Hypo Alpe-Adria-Bank International AG, the nationalized Austrian lender loaded with bad debt, won temporary European Union approval for another round of state aid, combined with a warning to speed up its breakup.
The European Commission allowed the Austrian government to give Hypo Alpe 500 million euros ($655 million) in fresh funds plus a state guarantee for 1 billion euros of bonds the bank is selling, it said in an e-mailed statement today. Regulators approved the aid for reasons of financial stability and told Austria to submit an updated restructuring plan for Hypo Alpe within the next two months.
“Austria now urgently needs to present a comprehensive plan for divesting the operative parts of the bank and winding down the non-viable rest,” EU Competition Commissioner Joaquin Almunia said in the statement.
Hypo Alpe needs the bond and the cash injection to fill a 1.5 billion-euro capital gap determined by Austrian regulators. The bank, the third-biggest lender in the former Yugoslavia, has 10 billion euros in bad debt, or about a third of its loan book. The Klagenfurt, Austria-based bank has started the sale of its sound units in Austria, Italy and southeastern Europe.
Austria has committed to safeguards for the bank’s risk policies and new lending business to comply with EU state-aid rules, the EU said. Regulators often require limits on banks’ expansion to prevent them profiting from government support.
The bank is in talks with the commission and the government about the restructuring plans and will continue to seek to create the basis for a final EU decision on state aid, Nikola Donig, a spokesman, said in an e-mailed response to questions.
Hypo Alpe met investors last week in Cologne, Frankfurt, Munich, Vienna and London to market the planned bond, which will have a 10-year maturity and qualify as regulatory Tier 2 capital. While Tier 2 bonds usually pay more interest to make up for their higher risk, Hypo Alpe said this risk didn’t exist for holders of this security because of an irrevocable and unconditional guarantee from the Austrian government.

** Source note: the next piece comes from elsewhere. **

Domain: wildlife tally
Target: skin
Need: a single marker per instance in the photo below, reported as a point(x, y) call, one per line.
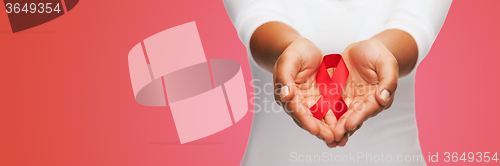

Hypo Alpe said last month it expects to price the bond similar to securities of Austria’s state railway and road operators, which pay a small premium compared with Austrian government bonds. Austrian 10-year yields hit an all-time low of 1.728 percent this week and were at 1.749 percent by 11:32 p.m. in London.
The bank started bookbuilding for the bond sale today after the EU approval, it said in a statement. It has hired Citigroup Inc., Commerzbank AG, Deutsche Bank AG and Morgan Stanley to manage the sale.
Austrian taxpayers have subsidized Hypo Alpe with 1.26 billion euros in capital and a 200 million-euro asset guarantee that is expected to come due next year. Another 700 million euros will be added in 2013. The Carinthia province that used to own Hypo Alpe and the federal government also provide guarantees for a total of 16.7 billion euros in bonds Hypo Alpe has sold and that will mature gradually until 2017.